O prestigioso jornal The New Tork Times, em sua edição de 8 de outubro, fez uma análise do debate. Convidou, para tanto, nada menos do que 17 especialistas para opinar sobre o encontro. Houve divergências, claro, e uma sutil tendência ao empate: Jamelle Bouie viu o jogo amarrado, com cada debatedor cumprindo sua missão: com loas de Pence aos feitos – ou nunca feitos – de Trump, e Kamala exaltando as propostas mais populares de Biden. Elizabeth Bruenig disse que Pence pode ser evangélico, mas não tem carisma, e deu o pódio a Kamala. Christopher Buskirk acha que Pence levou, com seu jeito calmo, profissional, competente e focado, e Linda Chavez acha que Kamala foi com certeza a vencedora: deu-se melhor no debate com Pence do que Biden contra Trump. Apontou-a como exemplar ao exigir paridade no tempo, dadas as “extrapoladas” de seu rival. Os demais analistas variaram entre essas observações.
Na manhã do debate, o mesmo The New York Times, a despeito das divergências apontadas pelos analistas convidados ao pós-programa, já havia retomado uma prática de tempos mais recentes na grande imprensa norte-americana: retirara a máscara para assumir sua opção política. Em editorial com chamada na primeira página, uma foto de um Biden sereno à frente de um lago de águas igualmente serenas como um grande espelho, conclama: “Eleja Joe Biden, América”, e, logo abaixo, “O ex-vice-presidente é o líder de que nossa nação precisa agora”.
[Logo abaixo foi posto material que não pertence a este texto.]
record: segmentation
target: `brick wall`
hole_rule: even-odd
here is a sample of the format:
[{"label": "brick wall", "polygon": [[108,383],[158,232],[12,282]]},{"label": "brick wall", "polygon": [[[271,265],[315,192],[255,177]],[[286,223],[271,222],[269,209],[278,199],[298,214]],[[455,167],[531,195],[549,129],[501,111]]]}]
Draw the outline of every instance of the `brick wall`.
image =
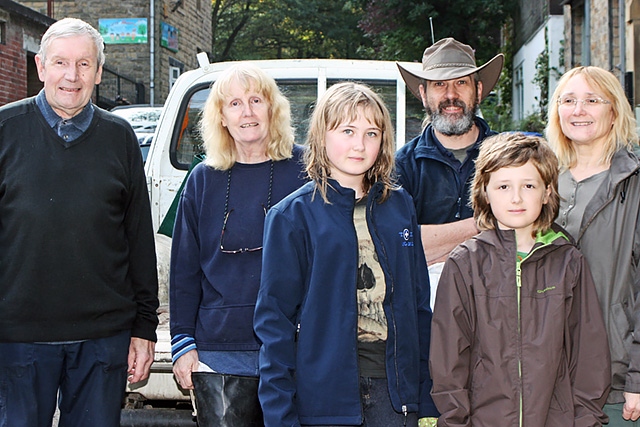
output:
[{"label": "brick wall", "polygon": [[47,26],[12,10],[0,9],[0,105],[33,95],[42,84],[33,56]]}]

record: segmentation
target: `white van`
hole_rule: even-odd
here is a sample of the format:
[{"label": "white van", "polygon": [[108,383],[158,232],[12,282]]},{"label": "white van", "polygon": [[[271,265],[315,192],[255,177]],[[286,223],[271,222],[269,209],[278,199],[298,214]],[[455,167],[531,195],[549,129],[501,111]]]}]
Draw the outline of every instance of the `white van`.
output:
[{"label": "white van", "polygon": [[[194,155],[201,153],[198,121],[211,84],[233,62],[209,63],[207,55],[198,55],[200,67],[182,74],[172,87],[164,104],[162,116],[145,164],[151,198],[153,224],[158,230],[191,165]],[[297,59],[253,61],[278,83],[291,103],[292,124],[296,142],[304,143],[309,113],[316,99],[334,83],[352,80],[373,87],[384,99],[396,130],[397,146],[418,135],[424,116],[422,104],[405,87],[393,61],[362,61],[346,59]],[[405,68],[421,70],[420,63],[406,63]],[[171,342],[168,325],[168,270],[170,238],[157,235],[158,270],[160,275],[160,319],[156,357],[149,380],[129,386],[128,409],[154,406],[166,401],[189,400],[181,390],[171,370]],[[145,424],[153,411],[123,411],[132,420],[122,425]],[[183,411],[188,412],[188,411]],[[164,415],[166,416],[166,414]],[[187,414],[187,416],[190,416]]]},{"label": "white van", "polygon": [[[197,126],[209,87],[233,64],[210,64],[205,53],[200,53],[198,60],[200,68],[182,74],[171,89],[156,130],[156,142],[149,150],[146,173],[156,227],[173,201],[194,154],[201,152]],[[310,108],[316,99],[327,87],[343,80],[367,83],[382,95],[395,121],[398,147],[420,133],[422,104],[406,89],[393,61],[283,59],[254,64],[273,76],[289,99],[298,143],[304,142]],[[416,70],[422,67],[420,63],[402,65]]]}]

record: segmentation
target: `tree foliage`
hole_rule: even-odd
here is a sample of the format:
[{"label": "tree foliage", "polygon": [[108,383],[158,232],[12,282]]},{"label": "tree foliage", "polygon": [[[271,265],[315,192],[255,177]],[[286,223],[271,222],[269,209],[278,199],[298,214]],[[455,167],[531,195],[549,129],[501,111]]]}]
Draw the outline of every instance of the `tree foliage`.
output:
[{"label": "tree foliage", "polygon": [[213,60],[359,58],[371,42],[351,1],[213,0]]},{"label": "tree foliage", "polygon": [[212,0],[213,60],[420,60],[433,37],[500,50],[515,0]]},{"label": "tree foliage", "polygon": [[478,65],[505,54],[499,96],[482,105],[493,128],[508,129],[516,7],[516,0],[212,0],[210,59],[420,61],[432,38],[454,37],[476,50]]},{"label": "tree foliage", "polygon": [[[361,0],[360,28],[377,59],[415,61],[432,41],[454,37],[480,64],[500,51],[500,31],[515,0]],[[431,32],[433,27],[433,33]]]}]

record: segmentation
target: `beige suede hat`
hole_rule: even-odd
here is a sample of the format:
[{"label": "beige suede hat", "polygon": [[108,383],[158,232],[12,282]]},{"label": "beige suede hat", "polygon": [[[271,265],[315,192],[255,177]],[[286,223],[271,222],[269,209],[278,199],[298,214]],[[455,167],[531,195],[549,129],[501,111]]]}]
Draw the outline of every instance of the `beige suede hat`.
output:
[{"label": "beige suede hat", "polygon": [[486,64],[476,67],[476,57],[471,46],[449,37],[438,40],[424,50],[422,72],[411,72],[396,63],[411,93],[420,98],[422,80],[451,80],[478,73],[482,82],[482,99],[493,90],[502,71],[504,55],[499,53]]}]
Mais um dia, e a imprensa traz a notícia de que a decisão dos organizadores do debate foi pelo modo on-line, como proteção aos presentes. Logo em seguida, Trump manda informar que não participará, em que pese ainda estar em fase que representaria algum perigo de contágio para Biden e o mediador – mas não insistiu no “ao vivo”, apenas pontuou que não irá. O que o deixa confortavelmente defeso em duas hipóteses: primeiro, apresentar-se como um candidato que milhões de pessoas já sugestionadas poderiam enxergar como doente – qualquer mínima palidez, a voz, uma tossida, um pigarro, talvez, já chamariam a atenção. Segundo, a equipe médica pode tê-lo alertado severamente de que ele não deveria comparecer devido aos óbvios riscos. Como bom investidor em jogatina (como o Casino Trump, em Atlantic City) e bom jogador, ele sabe a hora de apostar pesado. Ou, matreiro, de blefar.
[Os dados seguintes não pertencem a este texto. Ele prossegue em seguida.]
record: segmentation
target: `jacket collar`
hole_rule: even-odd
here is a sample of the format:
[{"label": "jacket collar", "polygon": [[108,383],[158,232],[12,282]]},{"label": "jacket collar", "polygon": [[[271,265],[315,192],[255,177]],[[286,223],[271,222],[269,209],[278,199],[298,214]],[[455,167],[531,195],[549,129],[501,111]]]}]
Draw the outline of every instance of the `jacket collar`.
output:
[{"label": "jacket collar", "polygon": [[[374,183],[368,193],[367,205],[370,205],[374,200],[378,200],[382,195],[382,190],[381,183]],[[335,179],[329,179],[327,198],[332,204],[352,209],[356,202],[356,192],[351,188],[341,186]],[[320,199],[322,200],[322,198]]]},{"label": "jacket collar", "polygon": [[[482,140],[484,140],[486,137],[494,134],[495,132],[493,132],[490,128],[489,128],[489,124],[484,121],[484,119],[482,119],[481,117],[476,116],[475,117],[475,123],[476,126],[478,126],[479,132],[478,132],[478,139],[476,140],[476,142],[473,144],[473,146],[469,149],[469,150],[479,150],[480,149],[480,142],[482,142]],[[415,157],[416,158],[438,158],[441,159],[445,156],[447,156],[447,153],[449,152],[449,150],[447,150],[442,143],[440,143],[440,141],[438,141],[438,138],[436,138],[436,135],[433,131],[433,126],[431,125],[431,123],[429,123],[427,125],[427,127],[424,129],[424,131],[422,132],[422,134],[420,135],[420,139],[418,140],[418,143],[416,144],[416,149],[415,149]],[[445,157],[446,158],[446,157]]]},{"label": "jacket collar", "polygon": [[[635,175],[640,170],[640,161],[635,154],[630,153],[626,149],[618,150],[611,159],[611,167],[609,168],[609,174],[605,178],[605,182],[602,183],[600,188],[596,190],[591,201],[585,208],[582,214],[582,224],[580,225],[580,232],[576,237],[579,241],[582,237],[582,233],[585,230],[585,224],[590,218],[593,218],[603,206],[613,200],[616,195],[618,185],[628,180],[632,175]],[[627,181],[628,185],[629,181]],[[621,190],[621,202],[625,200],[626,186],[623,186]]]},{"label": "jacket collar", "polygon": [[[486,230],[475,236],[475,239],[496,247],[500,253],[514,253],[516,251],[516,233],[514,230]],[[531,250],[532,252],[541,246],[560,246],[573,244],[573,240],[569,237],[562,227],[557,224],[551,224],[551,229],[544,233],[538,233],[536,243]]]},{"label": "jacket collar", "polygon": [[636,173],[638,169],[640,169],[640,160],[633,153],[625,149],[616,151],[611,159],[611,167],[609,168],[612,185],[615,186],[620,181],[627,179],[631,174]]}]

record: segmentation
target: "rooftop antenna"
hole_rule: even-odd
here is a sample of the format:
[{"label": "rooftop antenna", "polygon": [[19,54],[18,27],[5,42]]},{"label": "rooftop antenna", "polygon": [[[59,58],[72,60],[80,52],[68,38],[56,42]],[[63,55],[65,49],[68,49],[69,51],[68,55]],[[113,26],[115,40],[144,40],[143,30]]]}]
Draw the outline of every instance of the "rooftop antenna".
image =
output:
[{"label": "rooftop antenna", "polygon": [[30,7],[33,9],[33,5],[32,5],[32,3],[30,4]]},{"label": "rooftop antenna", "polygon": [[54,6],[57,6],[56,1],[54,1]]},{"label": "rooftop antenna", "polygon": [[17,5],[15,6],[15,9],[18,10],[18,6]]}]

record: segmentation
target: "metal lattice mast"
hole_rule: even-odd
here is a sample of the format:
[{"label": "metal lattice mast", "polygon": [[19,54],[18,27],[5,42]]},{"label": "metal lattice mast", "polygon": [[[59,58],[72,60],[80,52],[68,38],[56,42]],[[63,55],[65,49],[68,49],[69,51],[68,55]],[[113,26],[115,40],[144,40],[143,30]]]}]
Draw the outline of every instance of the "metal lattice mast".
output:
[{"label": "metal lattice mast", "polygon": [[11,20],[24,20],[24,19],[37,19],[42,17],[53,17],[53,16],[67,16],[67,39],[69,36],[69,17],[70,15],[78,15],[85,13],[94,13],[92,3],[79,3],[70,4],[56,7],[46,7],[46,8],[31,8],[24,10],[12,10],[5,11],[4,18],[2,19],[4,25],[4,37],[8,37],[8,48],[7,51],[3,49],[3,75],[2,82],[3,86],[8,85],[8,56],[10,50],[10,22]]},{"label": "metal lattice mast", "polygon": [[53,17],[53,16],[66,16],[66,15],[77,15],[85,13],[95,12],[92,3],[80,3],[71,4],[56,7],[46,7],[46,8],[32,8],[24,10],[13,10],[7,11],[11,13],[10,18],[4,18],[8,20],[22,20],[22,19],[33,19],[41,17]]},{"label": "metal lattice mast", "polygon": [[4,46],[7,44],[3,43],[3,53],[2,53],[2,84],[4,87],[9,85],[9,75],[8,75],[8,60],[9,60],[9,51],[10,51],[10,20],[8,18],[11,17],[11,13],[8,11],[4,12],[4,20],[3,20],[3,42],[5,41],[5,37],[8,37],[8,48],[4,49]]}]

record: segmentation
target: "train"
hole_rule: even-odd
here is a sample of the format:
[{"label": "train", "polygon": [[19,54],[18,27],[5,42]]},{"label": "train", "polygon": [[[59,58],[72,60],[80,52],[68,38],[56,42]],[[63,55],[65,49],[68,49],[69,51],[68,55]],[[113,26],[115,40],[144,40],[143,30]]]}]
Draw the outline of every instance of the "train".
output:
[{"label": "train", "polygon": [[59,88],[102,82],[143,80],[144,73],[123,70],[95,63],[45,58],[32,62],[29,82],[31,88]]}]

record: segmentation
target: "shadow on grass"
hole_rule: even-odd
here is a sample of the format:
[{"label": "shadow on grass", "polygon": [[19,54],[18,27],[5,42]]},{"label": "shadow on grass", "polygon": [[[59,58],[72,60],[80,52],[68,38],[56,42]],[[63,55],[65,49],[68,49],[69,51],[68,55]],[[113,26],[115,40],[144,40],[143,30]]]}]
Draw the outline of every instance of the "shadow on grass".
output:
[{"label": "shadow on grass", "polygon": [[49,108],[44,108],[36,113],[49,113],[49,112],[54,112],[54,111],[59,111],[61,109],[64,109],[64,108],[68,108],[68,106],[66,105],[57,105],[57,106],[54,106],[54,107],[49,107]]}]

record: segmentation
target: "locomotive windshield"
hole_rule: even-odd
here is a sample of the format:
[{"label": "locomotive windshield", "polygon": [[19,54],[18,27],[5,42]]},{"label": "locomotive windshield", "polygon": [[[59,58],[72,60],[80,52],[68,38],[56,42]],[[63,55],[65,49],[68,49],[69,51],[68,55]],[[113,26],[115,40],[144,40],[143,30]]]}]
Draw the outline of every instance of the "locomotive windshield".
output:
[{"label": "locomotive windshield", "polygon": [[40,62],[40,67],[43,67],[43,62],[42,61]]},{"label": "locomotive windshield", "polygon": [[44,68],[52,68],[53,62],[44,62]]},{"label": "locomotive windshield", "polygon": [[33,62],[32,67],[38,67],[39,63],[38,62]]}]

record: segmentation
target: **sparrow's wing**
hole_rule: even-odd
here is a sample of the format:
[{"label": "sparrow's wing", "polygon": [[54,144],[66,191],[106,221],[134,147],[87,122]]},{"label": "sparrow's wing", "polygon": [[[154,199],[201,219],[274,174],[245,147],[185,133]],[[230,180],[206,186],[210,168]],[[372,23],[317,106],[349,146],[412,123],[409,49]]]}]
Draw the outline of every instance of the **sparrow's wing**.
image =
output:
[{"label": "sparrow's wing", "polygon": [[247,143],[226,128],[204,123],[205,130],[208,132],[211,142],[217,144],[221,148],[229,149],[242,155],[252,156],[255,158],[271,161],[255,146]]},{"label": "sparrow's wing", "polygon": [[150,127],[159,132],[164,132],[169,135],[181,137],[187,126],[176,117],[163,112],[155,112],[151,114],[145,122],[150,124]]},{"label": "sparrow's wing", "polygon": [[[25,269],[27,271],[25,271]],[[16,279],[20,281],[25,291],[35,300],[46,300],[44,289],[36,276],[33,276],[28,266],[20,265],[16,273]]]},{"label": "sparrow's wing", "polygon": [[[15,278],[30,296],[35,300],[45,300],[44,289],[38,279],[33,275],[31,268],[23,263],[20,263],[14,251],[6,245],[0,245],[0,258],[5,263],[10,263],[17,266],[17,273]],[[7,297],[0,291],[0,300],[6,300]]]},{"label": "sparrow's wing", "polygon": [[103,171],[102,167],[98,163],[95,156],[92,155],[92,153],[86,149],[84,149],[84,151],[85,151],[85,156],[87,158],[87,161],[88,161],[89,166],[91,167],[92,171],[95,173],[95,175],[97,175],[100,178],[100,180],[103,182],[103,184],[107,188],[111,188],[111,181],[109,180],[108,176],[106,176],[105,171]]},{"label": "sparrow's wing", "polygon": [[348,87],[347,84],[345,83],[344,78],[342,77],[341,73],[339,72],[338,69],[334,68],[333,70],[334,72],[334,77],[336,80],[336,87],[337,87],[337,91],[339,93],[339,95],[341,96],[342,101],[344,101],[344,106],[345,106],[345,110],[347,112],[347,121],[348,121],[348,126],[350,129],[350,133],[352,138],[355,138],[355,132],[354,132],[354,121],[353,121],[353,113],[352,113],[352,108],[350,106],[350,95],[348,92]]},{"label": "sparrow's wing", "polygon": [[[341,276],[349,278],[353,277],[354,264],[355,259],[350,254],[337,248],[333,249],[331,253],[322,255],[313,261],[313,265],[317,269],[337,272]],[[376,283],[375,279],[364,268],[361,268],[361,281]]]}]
Para piorar a situação de Trump, caso acontecesse o debate, no dia 8 de outubro o britânico The Guardian trouxe uma notícia de grande repercussão, especialmente entre religiosos, a direita radical e a maioria conservadora: o tratamento alardeado por Trump como potencial em sua cura, o Regeneron, é um coquetel de anticorpos que utiliza células de fetos colhidas em abortos eletivos (por opção da gestante) prática por ele combatida energicamente. Pura lenha na fogueira.